Simulate Pedigrees This function simulates "balanced" pedigrees based on a group of parameters: 1) k - Kids per couple; 2) G - Number of generations; 3) p - Proportion of males in offspring; 4) r - Mating rate.
Source:R/simulatePedigree.R
simulatePedigree.RdSimulate Pedigrees This function simulates "balanced" pedigrees based on a group of parameters: 1) k - Kids per couple; 2) G - Number of generations; 3) p - Proportion of males in offspring; 4) r - Mating rate.
Usage
simulatePedigree(
kpc = 3,
Ngen = 4,
sexR = 0.5,
marR = 2/3,
rd_kpc = FALSE,
balancedSex = TRUE,
balancedMar = TRUE,
verbose = FALSE,
personID = "ID",
momID = "momID",
dadID = "dadID",
spouseID = "spouseID",
code_male = "M",
code_female = "F",
fam_shift = 1L,
beta = FALSE
)
SimPed(...)Arguments
- kpc
Number of kids per couple.
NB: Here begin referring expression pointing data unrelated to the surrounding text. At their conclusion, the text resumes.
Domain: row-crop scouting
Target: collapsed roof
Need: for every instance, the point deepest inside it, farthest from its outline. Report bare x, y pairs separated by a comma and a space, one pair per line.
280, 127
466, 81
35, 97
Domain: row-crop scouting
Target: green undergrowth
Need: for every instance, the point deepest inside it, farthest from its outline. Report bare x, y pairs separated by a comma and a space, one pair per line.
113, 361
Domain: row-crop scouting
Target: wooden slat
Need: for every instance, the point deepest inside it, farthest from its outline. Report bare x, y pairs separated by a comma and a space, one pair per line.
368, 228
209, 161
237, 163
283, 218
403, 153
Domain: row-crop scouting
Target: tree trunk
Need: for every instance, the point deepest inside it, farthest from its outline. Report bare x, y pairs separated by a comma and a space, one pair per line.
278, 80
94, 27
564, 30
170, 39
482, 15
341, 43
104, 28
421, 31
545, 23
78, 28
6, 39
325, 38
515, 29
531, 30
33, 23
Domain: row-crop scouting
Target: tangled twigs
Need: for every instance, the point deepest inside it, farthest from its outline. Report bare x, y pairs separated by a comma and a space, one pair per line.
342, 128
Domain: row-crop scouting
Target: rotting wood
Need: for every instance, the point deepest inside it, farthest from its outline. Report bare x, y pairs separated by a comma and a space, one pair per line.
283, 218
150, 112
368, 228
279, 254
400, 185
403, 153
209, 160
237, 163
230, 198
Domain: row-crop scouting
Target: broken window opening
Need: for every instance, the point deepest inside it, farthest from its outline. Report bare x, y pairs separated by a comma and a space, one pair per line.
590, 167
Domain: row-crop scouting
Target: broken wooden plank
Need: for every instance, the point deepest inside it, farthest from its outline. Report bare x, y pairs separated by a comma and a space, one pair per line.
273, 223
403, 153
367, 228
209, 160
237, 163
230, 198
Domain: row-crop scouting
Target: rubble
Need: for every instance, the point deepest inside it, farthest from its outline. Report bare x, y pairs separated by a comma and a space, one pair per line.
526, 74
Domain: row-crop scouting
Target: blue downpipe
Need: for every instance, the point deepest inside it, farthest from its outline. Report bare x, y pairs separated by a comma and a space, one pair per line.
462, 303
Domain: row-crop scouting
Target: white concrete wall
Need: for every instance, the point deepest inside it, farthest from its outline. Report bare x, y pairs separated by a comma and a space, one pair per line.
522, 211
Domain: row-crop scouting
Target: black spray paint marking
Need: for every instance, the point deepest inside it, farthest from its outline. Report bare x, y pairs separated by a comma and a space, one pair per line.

An integer >= 2 that determines how many kids each fertilized mated couple will have in the pedigree. Default value is 3. Returns an error when kpc equals 1.
- Ngen
Number of generations. An integer >= 2 that determines how many generations the simulated pedigree will have. The first generation is always a fertilized couple. The last generation has no mated individuals.
- sexR
Sex ratio of offspring. A numeric value ranging from 0 to 1 that determines the proportion of males in all offspring in this pedigree. For instance, 0.4 means 40 percent of the offspring will be male.
- marR
Mating rate. A numeric value ranging from 0 to 1 which determines the proportion of mated (fertilized) couples in the pedigree within each generation. For instance, marR = 0.5 suggests 50 percent of the offspring in a specific generation will be mated and have their offspring.
- rd_kpc
logical. If TRUE, the number of kids per mate will be randomly generated from a poisson distribution with mean kpc. If FALSE, the number of kids per mate will be fixed at kpc.
- balancedSex
Not fully developed yet. Always
TRUEin the current version.- balancedMar
Not fully developed yet. Always
TRUEin the current version.- verbose
logical If TRUE, message progress through stages of algorithm
- personID
character. Name of the column in ped for the person ID variable
- momID
character. Name of the column in ped for the mother ID variable
- dadID
character. Name of the column in ped for the father ID variable
- spouseID
The name of the column that will contain the spouse ID in the output data frame. Default is "spID".
- code_male
The value to use for males. Default is "M"
- code_female
The value to use for females. Default is "F"
- fam_shift
An integer to shift the person ID. Default is 1L. This is useful when simulating multiple pedigrees to avoid ID conflicts.
- beta
logical or character. Controls which algorithm version to use:
FALSE,"base", or"original"(default): Use the original algorithm. Slower but ensures exact reproducibility with set.seed().TRUEor"optimized": Use the optimized algorithm with 4-5x speedup. Produces statistically equivalent results but not identical to base version due to different random number consumption. Recommended for large simulations where speed matters more than exact reproducibility.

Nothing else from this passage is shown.